As it can be observed all time series are now in the [0,1] interval.

## Input file format

The ** input file format** is defined
as follows. It is a text file. The text file contains one or more time series. Each time series is represented by two lines in the input file. The first line contains the string "@NAME=" followed by the name of the time series. The second line is a list of data points, where data points are floating-point decimal numbers separated by a separator character (here the ',' symbol).

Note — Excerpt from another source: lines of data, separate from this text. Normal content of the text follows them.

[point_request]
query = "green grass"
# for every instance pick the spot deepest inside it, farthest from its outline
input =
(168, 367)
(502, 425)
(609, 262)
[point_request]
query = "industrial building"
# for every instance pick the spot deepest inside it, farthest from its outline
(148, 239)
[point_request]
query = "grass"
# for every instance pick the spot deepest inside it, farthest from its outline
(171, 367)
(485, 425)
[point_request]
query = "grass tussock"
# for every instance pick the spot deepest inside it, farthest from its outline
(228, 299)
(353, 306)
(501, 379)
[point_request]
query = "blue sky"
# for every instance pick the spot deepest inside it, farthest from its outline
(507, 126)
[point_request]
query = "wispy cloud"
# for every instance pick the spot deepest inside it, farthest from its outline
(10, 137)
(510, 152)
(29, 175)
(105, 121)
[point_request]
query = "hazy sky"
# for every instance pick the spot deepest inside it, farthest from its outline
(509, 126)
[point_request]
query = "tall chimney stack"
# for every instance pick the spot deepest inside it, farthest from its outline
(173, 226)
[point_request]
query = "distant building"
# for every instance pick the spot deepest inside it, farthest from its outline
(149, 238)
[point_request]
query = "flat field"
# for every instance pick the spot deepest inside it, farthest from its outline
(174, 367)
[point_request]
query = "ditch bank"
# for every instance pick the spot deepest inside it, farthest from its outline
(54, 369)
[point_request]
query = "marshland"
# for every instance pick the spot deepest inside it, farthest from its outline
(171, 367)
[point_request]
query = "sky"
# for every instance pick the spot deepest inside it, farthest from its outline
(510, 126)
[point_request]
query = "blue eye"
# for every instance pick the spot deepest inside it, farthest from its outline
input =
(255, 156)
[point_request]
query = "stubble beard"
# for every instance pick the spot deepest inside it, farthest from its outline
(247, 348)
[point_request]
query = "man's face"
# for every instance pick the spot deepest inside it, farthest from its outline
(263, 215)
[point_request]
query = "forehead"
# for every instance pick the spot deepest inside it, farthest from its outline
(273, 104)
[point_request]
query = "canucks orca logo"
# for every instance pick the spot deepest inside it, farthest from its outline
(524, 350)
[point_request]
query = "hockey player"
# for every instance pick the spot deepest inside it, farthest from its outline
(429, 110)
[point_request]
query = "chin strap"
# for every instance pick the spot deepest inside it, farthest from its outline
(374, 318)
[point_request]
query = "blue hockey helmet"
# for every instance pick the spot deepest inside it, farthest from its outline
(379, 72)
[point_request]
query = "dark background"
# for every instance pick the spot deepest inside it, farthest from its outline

For example, for the previous example, the input file is defined as follows:

@NAME=ECG1

1,2,3,4,5,6,7,8,9,10

@NAME=ECG2

1.5,2.5,10,9,8,7,6,5

@NAME=ECG3

-1,-2,-3,-4,-5

@NAME=ECG4

-2.0,-3.0,-4.0,-5.0,-6.0

Consider the first two lines. It indicates that the first time series name is "ECG1" and that it consits of the data points: 1, 2, 3, 4, 5, 6, 7, 8, 9, and 10. Then, three other time series are provided in the same file, which follows the same format.

## Output file format

The **output file format** is the same as the input format. For example, there is the result of this example:

@NAME=ECG1_MMAX

0.0,0.1111111111111111,0.2222222222222222,0.3333333333333333,0.4444444444444444,0.5555555555555556,0.6666666666666666,0.7777777777777778,0.8888888888888888,1.0

@NAME=ECG2_MMAX

0.0,0.11764705882352941,1.0,0.8823529411764706,0.7647058823529411,0.6470588235294118,0.5294117647058824,0.4117647058823529

@NAME=ECG3_MMAX

1.0,0.75,0.5,0.25,0.0

@NAME=ECG4_MMAX

1.0,0.75,0.5,0.25,0.0

## Where can I get more information about the moving average?

The min max normalization is a basic operation for time series. It is described in many websites and books.